Two or Three Years Later: Forty-Nine Digressions by Ror Wolf
Jennifer Marquart, tr. Rochester, New York. Open Letter. 2013. ISBN 9781934824702
Open Letter Books takes chances with German writers, and for this we should be thankful. Last September, it released Benjamin Stein’s intertwining dual-narrative The Canvas, a reading experience that literally requires turning the book around and upside down. This year, the publishers continue the experimentation with Two or Three Years Later: Forty-Nine Digressions, a surrealist collection from Ror Wolf.
Among his vocations, Wolf is a collagist and poet; the two crafts inform this spare assemblage perfectly. Thick with mystery, Two or Three Years Later is divided into two parts: the first half consists of forty-eight vignettes no longer than a few pages, some as short as a single paragraph. These sketches are ambiguous, comical, and often grotesque peeks at the lives of amorphous German men. Death occurs often. The second half—the forty-ninth digression—is a twelve-part chronicle of the narrator’s dreamlike journey around the world.
Wolf’s book is fast, sometimes outrageous, and always surreal. The short stories in the first half don’t track smoothly, but rather sputter along. The tales cough, stop, reverse, and start again. The style is refreshingly unique but can be wearisome. There are no solid characters or narratives onto which we can grab.

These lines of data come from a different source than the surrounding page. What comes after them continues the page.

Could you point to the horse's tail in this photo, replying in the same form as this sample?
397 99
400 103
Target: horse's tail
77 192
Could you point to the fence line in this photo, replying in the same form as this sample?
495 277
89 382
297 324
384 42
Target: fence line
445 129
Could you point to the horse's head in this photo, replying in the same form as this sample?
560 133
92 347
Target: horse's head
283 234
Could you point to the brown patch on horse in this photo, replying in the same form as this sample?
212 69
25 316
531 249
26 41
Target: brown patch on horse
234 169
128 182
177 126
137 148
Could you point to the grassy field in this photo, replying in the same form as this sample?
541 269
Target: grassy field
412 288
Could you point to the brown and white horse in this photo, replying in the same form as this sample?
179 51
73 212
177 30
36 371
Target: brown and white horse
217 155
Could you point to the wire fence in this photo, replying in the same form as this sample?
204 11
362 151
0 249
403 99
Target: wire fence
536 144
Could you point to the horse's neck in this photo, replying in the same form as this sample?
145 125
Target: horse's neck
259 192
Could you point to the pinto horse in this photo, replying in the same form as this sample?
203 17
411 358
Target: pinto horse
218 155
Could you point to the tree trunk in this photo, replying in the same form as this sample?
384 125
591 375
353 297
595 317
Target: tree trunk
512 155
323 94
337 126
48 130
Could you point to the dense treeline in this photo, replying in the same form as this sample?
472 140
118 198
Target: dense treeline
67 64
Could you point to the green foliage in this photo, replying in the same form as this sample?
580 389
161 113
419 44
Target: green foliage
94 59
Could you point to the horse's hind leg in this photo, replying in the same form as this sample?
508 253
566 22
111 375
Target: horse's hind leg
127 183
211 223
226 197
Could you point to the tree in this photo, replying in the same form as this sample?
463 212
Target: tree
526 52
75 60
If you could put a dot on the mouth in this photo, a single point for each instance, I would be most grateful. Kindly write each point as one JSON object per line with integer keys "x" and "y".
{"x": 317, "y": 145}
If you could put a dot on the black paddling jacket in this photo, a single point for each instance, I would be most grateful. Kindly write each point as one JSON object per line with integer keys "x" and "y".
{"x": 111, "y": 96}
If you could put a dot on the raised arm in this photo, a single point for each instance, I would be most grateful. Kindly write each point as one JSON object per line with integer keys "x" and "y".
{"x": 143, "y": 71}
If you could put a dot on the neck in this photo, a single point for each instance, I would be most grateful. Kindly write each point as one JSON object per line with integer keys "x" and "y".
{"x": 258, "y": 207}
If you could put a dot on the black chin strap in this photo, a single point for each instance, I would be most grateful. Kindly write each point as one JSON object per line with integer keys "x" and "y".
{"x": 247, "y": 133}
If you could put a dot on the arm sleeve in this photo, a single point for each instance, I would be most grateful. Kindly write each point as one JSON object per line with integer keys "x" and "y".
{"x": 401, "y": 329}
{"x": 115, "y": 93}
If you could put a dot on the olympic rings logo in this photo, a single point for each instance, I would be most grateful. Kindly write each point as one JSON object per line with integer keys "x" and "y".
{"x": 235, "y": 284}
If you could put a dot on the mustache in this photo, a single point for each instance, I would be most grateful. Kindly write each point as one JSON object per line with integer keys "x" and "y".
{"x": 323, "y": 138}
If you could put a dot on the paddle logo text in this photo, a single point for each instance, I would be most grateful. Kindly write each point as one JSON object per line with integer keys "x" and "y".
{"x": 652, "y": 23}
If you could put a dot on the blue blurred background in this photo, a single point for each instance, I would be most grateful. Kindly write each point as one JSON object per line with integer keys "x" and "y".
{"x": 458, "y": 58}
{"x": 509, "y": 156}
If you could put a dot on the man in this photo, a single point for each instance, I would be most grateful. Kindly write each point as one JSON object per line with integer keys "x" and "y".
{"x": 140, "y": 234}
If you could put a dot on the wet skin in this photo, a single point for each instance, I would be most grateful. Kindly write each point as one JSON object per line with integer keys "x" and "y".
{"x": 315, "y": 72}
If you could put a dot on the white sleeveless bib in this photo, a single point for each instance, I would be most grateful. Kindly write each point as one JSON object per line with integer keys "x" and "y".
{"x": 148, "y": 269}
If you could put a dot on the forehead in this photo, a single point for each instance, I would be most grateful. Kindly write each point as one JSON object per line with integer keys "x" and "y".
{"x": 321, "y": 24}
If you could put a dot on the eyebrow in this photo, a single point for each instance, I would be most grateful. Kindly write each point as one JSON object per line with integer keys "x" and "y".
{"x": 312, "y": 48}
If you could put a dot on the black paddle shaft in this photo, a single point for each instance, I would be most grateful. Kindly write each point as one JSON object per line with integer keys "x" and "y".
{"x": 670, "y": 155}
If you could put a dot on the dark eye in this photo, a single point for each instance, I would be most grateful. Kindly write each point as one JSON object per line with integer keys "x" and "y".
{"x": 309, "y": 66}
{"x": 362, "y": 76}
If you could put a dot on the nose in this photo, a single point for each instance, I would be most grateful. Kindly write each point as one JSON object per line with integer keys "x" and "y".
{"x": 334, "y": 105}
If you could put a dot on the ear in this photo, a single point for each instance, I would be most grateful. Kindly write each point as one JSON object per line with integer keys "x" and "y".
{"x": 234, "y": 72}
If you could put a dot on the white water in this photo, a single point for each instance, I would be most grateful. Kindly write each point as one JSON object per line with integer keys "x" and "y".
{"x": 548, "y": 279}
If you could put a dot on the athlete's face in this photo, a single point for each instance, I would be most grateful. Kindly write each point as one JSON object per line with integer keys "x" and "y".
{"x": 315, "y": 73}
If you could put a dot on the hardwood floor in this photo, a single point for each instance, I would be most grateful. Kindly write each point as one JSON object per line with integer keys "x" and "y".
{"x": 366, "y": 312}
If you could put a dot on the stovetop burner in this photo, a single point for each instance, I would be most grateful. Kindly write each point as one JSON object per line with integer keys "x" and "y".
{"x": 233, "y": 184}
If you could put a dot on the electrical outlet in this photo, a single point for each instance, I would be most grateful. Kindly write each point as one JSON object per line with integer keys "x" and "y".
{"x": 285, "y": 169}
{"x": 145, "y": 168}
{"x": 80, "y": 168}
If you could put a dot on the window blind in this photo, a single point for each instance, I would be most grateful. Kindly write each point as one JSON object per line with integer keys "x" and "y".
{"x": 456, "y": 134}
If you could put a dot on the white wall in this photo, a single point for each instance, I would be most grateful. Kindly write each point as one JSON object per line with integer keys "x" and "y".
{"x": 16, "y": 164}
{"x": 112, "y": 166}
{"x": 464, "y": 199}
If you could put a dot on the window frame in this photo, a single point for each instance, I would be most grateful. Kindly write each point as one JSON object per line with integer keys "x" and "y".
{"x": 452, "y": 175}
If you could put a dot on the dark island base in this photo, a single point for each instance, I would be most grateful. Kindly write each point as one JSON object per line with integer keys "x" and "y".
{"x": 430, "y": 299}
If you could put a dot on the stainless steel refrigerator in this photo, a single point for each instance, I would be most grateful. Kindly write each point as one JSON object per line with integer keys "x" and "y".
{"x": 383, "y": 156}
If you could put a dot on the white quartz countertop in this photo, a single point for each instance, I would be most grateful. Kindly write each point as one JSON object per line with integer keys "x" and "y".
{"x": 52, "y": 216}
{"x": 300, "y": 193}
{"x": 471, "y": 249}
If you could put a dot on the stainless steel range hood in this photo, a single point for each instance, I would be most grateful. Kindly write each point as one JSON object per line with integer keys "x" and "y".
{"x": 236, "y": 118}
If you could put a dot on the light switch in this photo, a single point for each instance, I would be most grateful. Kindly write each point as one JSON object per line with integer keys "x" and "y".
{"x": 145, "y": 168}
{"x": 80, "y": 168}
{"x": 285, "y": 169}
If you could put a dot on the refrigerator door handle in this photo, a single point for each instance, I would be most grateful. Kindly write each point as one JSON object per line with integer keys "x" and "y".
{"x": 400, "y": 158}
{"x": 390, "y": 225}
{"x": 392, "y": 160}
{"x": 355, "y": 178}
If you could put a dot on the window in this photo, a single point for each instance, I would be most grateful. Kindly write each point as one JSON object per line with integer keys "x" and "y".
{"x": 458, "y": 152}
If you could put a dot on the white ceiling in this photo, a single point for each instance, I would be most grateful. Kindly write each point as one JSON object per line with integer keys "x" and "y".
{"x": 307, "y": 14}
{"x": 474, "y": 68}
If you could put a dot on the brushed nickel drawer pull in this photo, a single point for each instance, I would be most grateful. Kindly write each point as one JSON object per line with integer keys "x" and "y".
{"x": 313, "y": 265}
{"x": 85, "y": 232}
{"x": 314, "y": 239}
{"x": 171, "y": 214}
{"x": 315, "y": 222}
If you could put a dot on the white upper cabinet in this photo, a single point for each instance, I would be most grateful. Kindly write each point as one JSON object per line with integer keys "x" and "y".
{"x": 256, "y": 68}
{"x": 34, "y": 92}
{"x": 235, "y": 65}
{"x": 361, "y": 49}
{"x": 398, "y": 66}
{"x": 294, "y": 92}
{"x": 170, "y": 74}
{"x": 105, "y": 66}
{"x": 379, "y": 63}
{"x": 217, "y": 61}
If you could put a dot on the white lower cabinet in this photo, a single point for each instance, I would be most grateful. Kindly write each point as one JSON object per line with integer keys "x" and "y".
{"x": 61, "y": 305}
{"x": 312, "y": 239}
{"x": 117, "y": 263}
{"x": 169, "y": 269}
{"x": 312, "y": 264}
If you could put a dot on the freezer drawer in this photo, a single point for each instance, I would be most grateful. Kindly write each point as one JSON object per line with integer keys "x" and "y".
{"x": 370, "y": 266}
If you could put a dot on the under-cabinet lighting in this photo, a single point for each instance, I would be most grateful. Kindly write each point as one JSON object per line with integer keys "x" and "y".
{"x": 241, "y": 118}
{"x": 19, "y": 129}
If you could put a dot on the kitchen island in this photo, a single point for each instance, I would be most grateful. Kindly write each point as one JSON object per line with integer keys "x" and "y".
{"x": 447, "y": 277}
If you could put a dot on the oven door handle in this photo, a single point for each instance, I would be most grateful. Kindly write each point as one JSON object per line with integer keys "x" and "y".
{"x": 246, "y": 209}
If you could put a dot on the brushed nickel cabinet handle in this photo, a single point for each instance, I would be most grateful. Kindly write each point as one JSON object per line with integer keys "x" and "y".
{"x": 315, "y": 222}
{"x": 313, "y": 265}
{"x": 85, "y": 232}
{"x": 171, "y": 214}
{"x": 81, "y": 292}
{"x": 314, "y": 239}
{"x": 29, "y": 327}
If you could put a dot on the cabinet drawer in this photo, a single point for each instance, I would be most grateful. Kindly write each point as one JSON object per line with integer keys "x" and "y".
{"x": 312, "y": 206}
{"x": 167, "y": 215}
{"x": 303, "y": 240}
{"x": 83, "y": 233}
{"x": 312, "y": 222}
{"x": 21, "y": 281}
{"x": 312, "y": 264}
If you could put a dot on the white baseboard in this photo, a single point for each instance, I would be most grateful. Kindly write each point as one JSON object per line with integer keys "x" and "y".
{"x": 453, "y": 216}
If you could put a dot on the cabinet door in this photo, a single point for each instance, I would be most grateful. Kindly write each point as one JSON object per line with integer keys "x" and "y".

A typical story begins with a diversion and then mixes in a series of distractions and sleight of hand before ending with a tease. “At the Barbershop,” for example, begins with a man committing a murder, “but that’s not the story I wanted to tell,” the narrator says with a sidestep. Other incidents are then recalled before the report ends abruptly: “However, such events are extremely rare, so it’s not entirely necessary to go too far into the details.” (This review is three times longer than “At the Barbershop.”)
Throughout Two or Three Years Later, one has the feeling that Wolf is merely a casual eyewitness reporting on-the-ground events, as in the case with “An Instance of Deep Contentment”: “On Tuesday night, a stranger opened the front door of the Kolb Pub in Worms, stepped up to the bar, ordered a beer and downed it in a single swig, then closed his eyes and gave off an overall impression of deep contentment.” This vignette is not only complete, it is chaste. Much of Wolf’s work is surreal, monstrous, and startling. A character in another tale toys with “the idea of shooting a bullet into his body, through his urethra,” to give one lucid example.
My mind tended to wander, until I reached the dreamlike “49th Digression: Twelve Chapters from an Exposed Life.” Here, at last, we follow a singular character through his nightmarish global travels. The closing chapters are more linear and descriptive but remain completely mad. The entire journey through one part of Africa “was like a creeping fever, a mucous congestion, and after all this creeping I was nothing more than the slimy discharge of my own head,” recalls the storyteller.
Grasping for deeper meaning, I assigned various metaphors to the narrator, for instance Time and Death. In doing so, the forty-ninth digression transforms from absurdity to profundity.
Throughout Two or Three Years Later, the author skips across scenes and events like a stone across calm but dark waters. I yearned for Wolf to pause occasionally, to throw me further into his deeply disturbing rabbit hole. As one story concludes, “But there was something more I wanted to say. If only I knew what.”